We might also consider the Van Eck sequence (OEIS A181391) a related self-referential conditional sequence. Let condition 0 pertain to unprecedented m while condition 1 applies to m already in the sequence. We may regard the Van Eck sequence as a singly-self-referential sequence as novel m instigate the following constant term 0, whereas a_(0,0)(n) assigns a self-referential function to the succeeding term. We shall examine the case of a_(0,0)(n) in the context of the Van Eck sequence in an upcoming paper.

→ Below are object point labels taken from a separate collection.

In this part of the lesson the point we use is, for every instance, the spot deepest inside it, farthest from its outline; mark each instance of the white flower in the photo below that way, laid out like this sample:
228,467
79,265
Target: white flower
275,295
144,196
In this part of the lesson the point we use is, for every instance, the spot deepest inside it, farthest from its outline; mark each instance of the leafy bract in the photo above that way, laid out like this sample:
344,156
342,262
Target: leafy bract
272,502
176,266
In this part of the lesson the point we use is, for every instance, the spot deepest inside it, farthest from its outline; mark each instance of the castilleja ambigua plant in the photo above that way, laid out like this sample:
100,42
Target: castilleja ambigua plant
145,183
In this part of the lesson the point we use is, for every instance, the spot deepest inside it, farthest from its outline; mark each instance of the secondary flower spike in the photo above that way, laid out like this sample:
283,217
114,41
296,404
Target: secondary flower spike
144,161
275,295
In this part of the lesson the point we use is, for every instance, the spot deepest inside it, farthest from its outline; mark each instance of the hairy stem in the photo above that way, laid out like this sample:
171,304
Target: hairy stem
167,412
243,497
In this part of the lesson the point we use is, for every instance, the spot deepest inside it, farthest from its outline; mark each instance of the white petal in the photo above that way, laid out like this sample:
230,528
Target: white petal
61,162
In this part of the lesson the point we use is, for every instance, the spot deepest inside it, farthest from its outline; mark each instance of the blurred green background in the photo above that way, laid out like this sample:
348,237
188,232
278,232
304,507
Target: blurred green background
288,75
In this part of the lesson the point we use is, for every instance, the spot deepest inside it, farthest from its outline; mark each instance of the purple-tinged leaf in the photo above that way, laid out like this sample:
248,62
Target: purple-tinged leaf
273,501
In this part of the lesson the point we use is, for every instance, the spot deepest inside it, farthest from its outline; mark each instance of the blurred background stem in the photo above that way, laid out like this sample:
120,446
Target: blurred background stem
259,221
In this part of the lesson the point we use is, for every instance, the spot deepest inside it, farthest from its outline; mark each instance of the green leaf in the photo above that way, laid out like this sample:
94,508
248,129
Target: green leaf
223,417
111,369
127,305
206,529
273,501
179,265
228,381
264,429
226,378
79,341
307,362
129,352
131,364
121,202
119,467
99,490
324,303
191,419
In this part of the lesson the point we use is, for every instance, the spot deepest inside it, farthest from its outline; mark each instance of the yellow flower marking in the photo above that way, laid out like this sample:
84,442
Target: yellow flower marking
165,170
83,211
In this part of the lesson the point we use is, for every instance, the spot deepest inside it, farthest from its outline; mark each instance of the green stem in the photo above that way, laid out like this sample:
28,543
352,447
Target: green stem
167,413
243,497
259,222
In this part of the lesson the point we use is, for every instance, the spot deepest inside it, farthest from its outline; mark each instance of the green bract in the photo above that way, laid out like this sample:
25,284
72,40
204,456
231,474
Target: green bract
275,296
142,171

This concludes our examination.

Appendix:

Code 1: Generate a₋₁(n):

Block[{a = {1}},
  Do[If[FreeQ[Most@ a, a[[-1]] ],
    AppendTo[a, Count[Most@ a, _?(# > a[[-1]] &)]],
    AppendTo[a, FirstPosition[Reverse@ Most@ a, a[[-1]] ][[1]] - 1 ] ], {i, 120}]; a]

Code 2: Plot a₋₁(n) in the style of Figure 4:

Block[{nn = 2^10, a = {1}, b = {0}, c, d = {1}, k, o = -1, r, s, t, u = {0}, w, z, out = -100},
  w = Range[nn];
  Do[If[FreeQ[Most@ a, a[[-1]] ],
    AppendTo[a, Set[k, Count[Most@ a, _?(# > a[[-1]] &)]]];
      d = Union[d, {k}]; AppendTo[b, 0]; w = DeleteCases[w, k];
      AppendTo[u, First[w]],
      AppendTo[a,
        Set[k, FirstPosition[Reverse@ Most@ a, a[[-1]] ][[1]] + o]];
      d = Union[d, {k}]; AppendTo[b, 1]; w = DeleteCases[w, k];
      AppendTo[u, First[w]] ];, {i, nn}];
  c = Array[a[[#]] (1 - b[[#]]) &, Length@ a];
  r = Map[FirstPosition[a, #][[1]] &, Union@ FoldList[Max, a]];
  r = Array[If[FreeQ[r, #], out, a[[#]]] &, nn];
  s = Array[If[b[[#]] == 0, a[[#]], out] &, nn];
  t = Map[FirstPosition[c, #][[1]] &, Union@ FoldList[Max, c]];
  t = Array[If[FreeQ[t, #], out, a[[#]]] &, nn];
  z = Array[If[a[[#]] == 0, a[[#]], out ] &, nn];
  ListPlot[{a[[1 ;; nn]], s, r, t, u, z}, ImageSize -> Large,
    PlotRange -> {{1, nn}, {-1, Max@ a[[1 ;; nn]]}},
    AspectRatio -> Automatic,
    PlotStyle -> {
     Directive[Black, PointSize[Tiny] ],
     Directive[Green, PointSize[Medium] ],
     Directive[Red, PointSize[Small] ],
     Directive[Orange, PointSize[Medium] ],
     Directive[Hue[1/7], PointSize[Tiny] ],
     Directive[Blue, PointSize[Small] ]
    }]
  ]]

Document Revision Record.

2021 0208 1800 Created.
2021 0209 1000 Renamed, concluding paragraph added.